Auckland bar under fire for 'vile' signs celebrating Prime Minister Jacinda Ardern's resignation

An Auckland bar is facing criticism after posting offensive signs about outgoing Prime Minister Jacinda Ardern in response to her resignation. 

Ardern announced she was stepping down from the top job at the Labour caucus retreat on Thursday.

She said she has given the role her absolute all but doesn't have enough in the tank for another term. 

The Prime Minister's resignation came as a shock with politicians, world leaders, celebrities and everyday Kiwis thanking Ardern for her service to the country. 

But not everyone was as respectful about the politician's decision to step down. Shooters Saloon Bar & Hotel in Kingsland found itself in hot water on Friday after its owner wrote offensive messages about Ardern on the side of the building. 

One large sign reads: "Ding dong the red witch bitch has gone."

"Red witch leaving party," another reads. 

The signs haven't gone down well online with one person saying they are "vile". 

"Omg! I literally sucked in breath. That's so awful," another said. 

"Yuck, yuck, yuck," someone else added. 

"Gross," another person simply commented. 

A sign on Shooters Saloon in Kingsland.
A sign on Shooters Saloon in Kingsland. Photo credit: Newshub

Shooters Saloon owner Shayne La Rosa admitted to Newshub the sign was disrespectful.

"Of course it's disrespectful but she hasn't respected us," La Rosa told Newshub. He went on to say he took issue with the Government's COVID-19 response including the mandates which is why he wrote the signs. 

But La Rosa said they weren't sexist. 

"There's nothing sexist in it, don't try and take that angle. I wouldn't care whether she's... transgender, homosexual, I wouldn't give two hoots."

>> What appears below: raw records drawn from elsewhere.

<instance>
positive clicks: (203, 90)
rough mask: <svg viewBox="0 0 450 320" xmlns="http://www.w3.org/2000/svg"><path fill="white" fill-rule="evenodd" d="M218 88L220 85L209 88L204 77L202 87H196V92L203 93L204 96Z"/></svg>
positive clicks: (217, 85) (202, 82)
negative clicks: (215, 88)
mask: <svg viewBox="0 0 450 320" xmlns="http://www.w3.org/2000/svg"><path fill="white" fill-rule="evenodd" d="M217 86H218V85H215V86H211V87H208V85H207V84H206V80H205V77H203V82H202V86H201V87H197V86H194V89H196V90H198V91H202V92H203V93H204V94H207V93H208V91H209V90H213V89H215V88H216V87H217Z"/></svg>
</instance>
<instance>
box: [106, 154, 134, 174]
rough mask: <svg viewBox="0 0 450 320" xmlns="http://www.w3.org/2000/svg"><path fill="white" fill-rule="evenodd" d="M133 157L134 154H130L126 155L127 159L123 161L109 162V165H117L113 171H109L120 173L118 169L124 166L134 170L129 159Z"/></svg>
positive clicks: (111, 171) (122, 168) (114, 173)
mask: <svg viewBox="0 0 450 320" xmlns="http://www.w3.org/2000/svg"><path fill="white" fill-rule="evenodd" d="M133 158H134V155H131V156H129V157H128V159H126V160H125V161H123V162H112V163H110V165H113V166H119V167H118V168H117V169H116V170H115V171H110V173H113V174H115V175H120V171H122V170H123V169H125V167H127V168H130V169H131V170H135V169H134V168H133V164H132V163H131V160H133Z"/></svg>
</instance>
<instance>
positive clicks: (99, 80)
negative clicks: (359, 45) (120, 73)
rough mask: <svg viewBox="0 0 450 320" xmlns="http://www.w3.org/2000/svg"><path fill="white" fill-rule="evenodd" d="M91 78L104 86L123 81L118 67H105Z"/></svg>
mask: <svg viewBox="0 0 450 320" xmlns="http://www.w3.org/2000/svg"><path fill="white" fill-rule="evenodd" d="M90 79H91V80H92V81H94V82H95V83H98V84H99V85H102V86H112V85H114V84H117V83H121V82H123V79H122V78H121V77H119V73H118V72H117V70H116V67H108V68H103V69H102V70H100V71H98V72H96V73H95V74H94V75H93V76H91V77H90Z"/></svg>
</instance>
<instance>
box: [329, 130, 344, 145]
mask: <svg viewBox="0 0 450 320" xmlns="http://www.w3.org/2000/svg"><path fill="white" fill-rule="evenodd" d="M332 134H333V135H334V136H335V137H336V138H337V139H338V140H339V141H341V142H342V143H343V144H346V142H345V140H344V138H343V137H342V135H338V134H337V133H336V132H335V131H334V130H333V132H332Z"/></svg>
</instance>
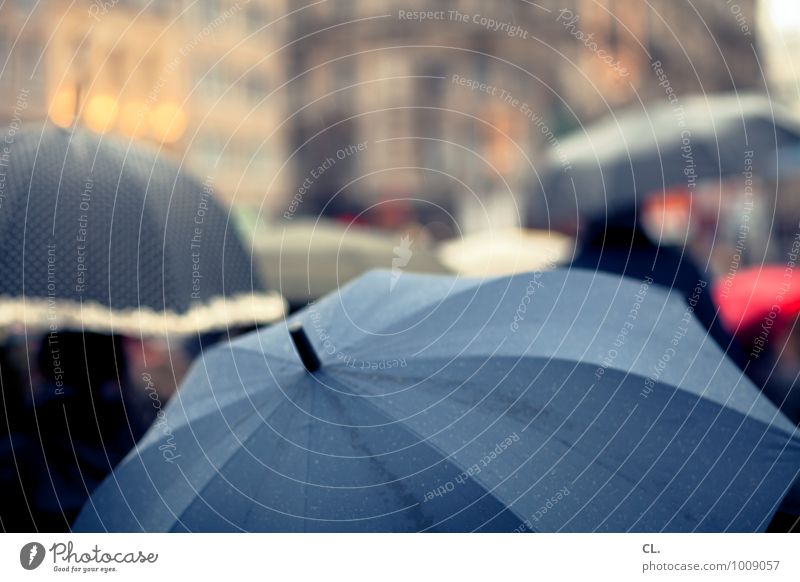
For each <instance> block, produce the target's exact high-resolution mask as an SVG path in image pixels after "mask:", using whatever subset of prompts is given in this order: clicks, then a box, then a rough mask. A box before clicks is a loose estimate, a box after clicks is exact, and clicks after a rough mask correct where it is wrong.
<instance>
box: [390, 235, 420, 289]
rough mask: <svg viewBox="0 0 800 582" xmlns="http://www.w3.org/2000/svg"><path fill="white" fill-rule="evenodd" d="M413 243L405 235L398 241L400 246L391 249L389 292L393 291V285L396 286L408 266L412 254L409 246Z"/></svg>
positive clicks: (407, 237) (410, 258)
mask: <svg viewBox="0 0 800 582" xmlns="http://www.w3.org/2000/svg"><path fill="white" fill-rule="evenodd" d="M413 242H414V241H412V240H411V237H410V236H408V235H405V236H404V237H403V238H401V239H400V244H399V245H397V246H396V247H394V248H393V249H392V250H393V251H394V258H393V259H392V280H391V283H390V284H389V292H392V291H394V287H395V285H397V282H398V281H399V280H400V276H401V275H402V274H403V269H404V268H405V267H407V266H408V262H409V261H410V260H411V257H412V256H413V254H414V253H413V252H412V251H411V244H412V243H413Z"/></svg>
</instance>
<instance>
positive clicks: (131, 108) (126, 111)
mask: <svg viewBox="0 0 800 582" xmlns="http://www.w3.org/2000/svg"><path fill="white" fill-rule="evenodd" d="M146 113H147V112H146V110H145V106H144V103H141V102H138V101H132V102H128V103H126V104H125V105H123V106H122V108H121V109H120V112H119V122H118V124H117V125H118V126H119V128H120V130H121V131H122V132H123V133H125V134H126V135H129V136H131V137H134V136H137V135H139V134H141V133H142V131H144V130H145V129H146V127H147V125H146V119H147V118H146Z"/></svg>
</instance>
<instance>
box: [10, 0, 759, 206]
mask: <svg viewBox="0 0 800 582" xmlns="http://www.w3.org/2000/svg"><path fill="white" fill-rule="evenodd" d="M0 14H2V18H0V43H2V47H3V49H2V52H3V54H4V55H7V56H8V57H9V58H8V59H7V61H6V64H5V66H4V68H3V70H2V72H1V73H0V87H2V89H3V90H4V94H6V95H15V96H17V99H6V100H4V102H3V104H2V105H0V116H2V118H3V119H4V120H5V121H6V122H8V121H9V120H12V119H14V118H15V117H24V118H43V117H45V116H49V118H50V119H51V120H52V121H53V122H55V123H58V124H60V125H69V124H70V123H72V122H73V121H74V122H77V123H80V124H82V125H87V126H89V127H91V128H92V129H95V130H97V131H109V132H117V133H121V134H123V135H127V136H130V137H133V138H136V139H142V140H146V141H149V142H151V143H153V144H155V145H157V146H158V147H161V148H163V149H165V150H167V151H169V152H170V153H171V154H172V155H175V156H177V157H178V158H179V159H180V160H181V162H182V163H184V164H186V166H187V167H188V168H191V169H192V170H193V171H195V172H196V173H197V174H198V175H199V176H200V177H201V179H211V180H212V181H213V182H214V183H215V186H216V188H217V190H218V191H219V192H220V193H222V194H223V195H225V196H226V197H227V198H228V199H229V200H230V201H231V202H233V203H235V204H242V205H249V206H252V207H256V208H260V209H261V211H262V212H263V213H265V214H271V215H275V216H281V215H283V214H285V213H286V212H287V210H291V212H290V214H293V213H294V212H295V211H296V212H300V213H308V214H316V213H318V212H320V211H322V209H323V208H324V207H325V205H326V204H329V203H330V204H329V209H333V211H335V210H336V206H337V203H338V201H339V200H345V199H349V200H357V201H358V204H359V205H360V206H362V207H369V206H370V205H376V204H380V203H382V201H386V200H392V199H419V200H420V202H418V203H417V206H418V207H420V208H422V209H425V208H429V207H430V208H432V207H437V208H436V210H438V213H439V215H443V214H446V213H447V212H450V213H451V214H454V213H455V212H456V209H457V208H458V207H459V206H460V205H462V204H463V203H464V201H465V200H470V201H472V203H473V204H477V205H478V206H481V205H484V204H490V203H491V201H492V198H494V199H495V201H496V200H497V199H504V200H505V201H506V203H508V205H510V206H512V207H513V206H514V205H516V204H522V203H523V201H522V200H520V198H524V191H525V188H526V184H527V183H528V182H529V181H530V179H531V176H532V175H535V173H536V171H537V163H538V162H539V161H540V159H541V158H542V154H543V153H544V152H546V151H548V150H552V149H553V148H557V147H558V136H560V135H562V134H563V133H564V132H566V131H568V130H569V129H571V128H574V127H577V126H580V125H581V124H583V123H587V122H590V121H592V120H594V119H596V118H598V117H600V116H603V115H605V114H607V113H608V111H610V110H611V109H613V108H617V107H621V106H624V105H625V104H628V103H638V102H640V101H642V102H647V101H649V100H653V99H662V100H663V99H664V98H665V92H664V91H665V90H664V83H665V79H666V82H668V83H669V85H670V87H671V88H672V90H673V91H674V92H675V93H677V94H679V95H688V94H689V93H697V92H706V93H709V92H717V91H728V90H734V89H735V90H759V91H761V90H764V87H763V78H762V76H761V74H760V71H759V65H758V51H757V50H756V48H755V47H756V45H755V41H754V38H753V36H754V34H755V0H736V1H735V2H733V1H731V2H728V1H727V0H726V1H720V0H694V1H692V2H688V1H686V2H684V1H674V0H652V1H651V2H650V3H643V2H640V1H639V0H565V1H564V0H561V1H558V2H556V1H555V0H542V1H540V2H537V3H531V2H524V1H521V0H520V1H506V2H498V3H492V4H491V5H489V4H487V3H485V2H480V1H478V0H439V1H435V2H431V1H423V0H370V1H367V0H326V1H323V2H309V3H306V4H303V5H295V4H290V3H288V2H287V1H286V0H249V1H245V0H197V1H194V0H180V1H176V2H169V3H167V2H161V3H157V2H150V1H148V0H92V1H85V0H84V1H78V2H67V1H66V0H63V1H60V0H46V1H45V2H43V3H39V4H36V3H34V2H30V1H27V0H17V1H16V2H13V3H6V5H4V6H3V7H2V8H0ZM654 63H658V64H659V69H660V70H661V71H663V75H661V76H659V75H657V74H656V73H655V69H654ZM20 101H22V102H24V107H23V106H22V105H21V104H20ZM337 192H339V193H340V195H339V196H335V195H336V194H337ZM331 200H333V202H331Z"/></svg>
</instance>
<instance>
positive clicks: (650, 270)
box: [572, 210, 744, 366]
mask: <svg viewBox="0 0 800 582" xmlns="http://www.w3.org/2000/svg"><path fill="white" fill-rule="evenodd" d="M580 240H581V242H580V246H579V247H578V250H577V252H576V257H575V258H574V259H573V261H572V266H573V267H578V268H582V269H592V270H598V271H604V272H606V273H616V274H619V275H624V276H626V277H631V278H633V279H639V280H644V279H647V278H649V280H650V281H651V282H653V283H655V284H657V285H662V286H664V287H667V288H668V289H673V290H674V291H675V292H676V294H677V295H680V296H682V297H683V299H684V300H685V301H686V302H687V303H688V304H689V305H691V307H692V309H693V311H694V315H695V316H696V317H697V319H698V320H699V321H700V323H701V324H702V325H703V327H705V328H706V329H707V330H708V333H709V335H710V336H711V337H713V338H714V340H716V342H717V343H718V344H719V345H720V346H721V347H722V348H723V349H725V350H726V351H727V352H728V356H730V357H731V358H732V359H733V360H734V361H735V362H736V363H737V364H738V365H739V366H742V365H744V357H743V355H742V354H741V353H740V350H739V349H738V347H737V345H736V344H735V343H733V342H732V339H733V338H732V336H731V335H730V334H729V333H728V331H727V330H726V329H725V328H724V327H723V326H722V324H721V321H720V319H719V317H718V316H717V310H716V306H715V305H714V301H713V299H712V297H711V281H712V276H711V274H710V273H708V272H707V271H705V270H701V269H700V267H698V265H697V264H696V263H695V261H694V259H693V258H692V257H691V255H690V254H689V251H688V250H684V249H681V248H680V247H674V246H671V245H669V244H656V243H655V242H653V241H652V240H650V237H649V236H648V234H647V233H646V232H645V231H644V229H643V228H642V227H641V226H640V224H639V221H638V219H637V213H636V212H635V211H634V210H631V211H628V212H619V213H617V214H614V215H611V216H608V217H602V218H598V219H597V220H595V221H591V222H589V223H588V224H587V225H586V229H585V232H584V233H583V235H582V236H581V237H580Z"/></svg>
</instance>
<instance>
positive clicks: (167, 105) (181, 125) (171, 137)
mask: <svg viewBox="0 0 800 582" xmlns="http://www.w3.org/2000/svg"><path fill="white" fill-rule="evenodd" d="M150 130H151V132H152V135H153V137H154V138H155V139H157V140H158V141H160V142H162V143H172V142H175V141H178V140H179V139H180V138H181V136H182V135H183V132H184V131H186V114H185V113H184V112H183V111H182V110H181V108H180V107H178V105H176V104H174V103H164V104H162V105H159V106H158V107H156V108H155V109H154V110H153V112H152V113H151V114H150Z"/></svg>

A sign on Shooters Saloon in Kingsland.
A sign on Shooters Saloon in Kingsland. Photo credit: Newshub

La Rosa isn't the only hospitality business celebrating Ardern's resignation. Motueka Hotel also said it was offering discounts in celebration on Friday. 

It comes after New Zealand's last Labour Prime Minister Helen Clark blamed social media hatred and vitriol for Ardern stepping down. 

"During almost five and a half years as Prime Minister, Jacinda has done an extraordinary job in leading New Zealand through major crises, delivering on a large social policy agenda aimed at rebuilding opportunity and fairness, presiding over an economy which has performed better than most of its peers in challenging global circumstances, and positioning New Zealand as a country which stands for international co-operation and decent values," Clark wrote. 

"The pressures on Prime Ministers are always great, but in this era of social media, clickbait, and 24/7 media cycles, Jacinda has faced a level of hatred and vitriol which in my experience is unprecedented in our country. 

"Our society could now usefully reflect on whether it wants to continue to tolerate the excessive polarisation which is making politics an increasingly unattractive calling."

But Clark's comments didn't go down well with everyone with political commentator and former National Party ministerial advisor Brigitte Morten calling them "naive" and "condescending". 

"I think it's a little bit condescending and perhaps a little naive to say that this played a role," Morten told Newshub Late. 

"Nobody gets to be Prime Minister without having a thick skin, nor does any Prime Minister have the time or inclination to spend their time scrolling through Facebook or Twitter comments," Morten told host Ingrid Hipkiss on Thursday.

However, Morten didn't doubt some of the threats made against Ardern and her family on social media would've taken a toll.

"Of course, the stress of having the wellbeing of her family put under threat... would have played a role in whether she thought the balance was right," Morten said.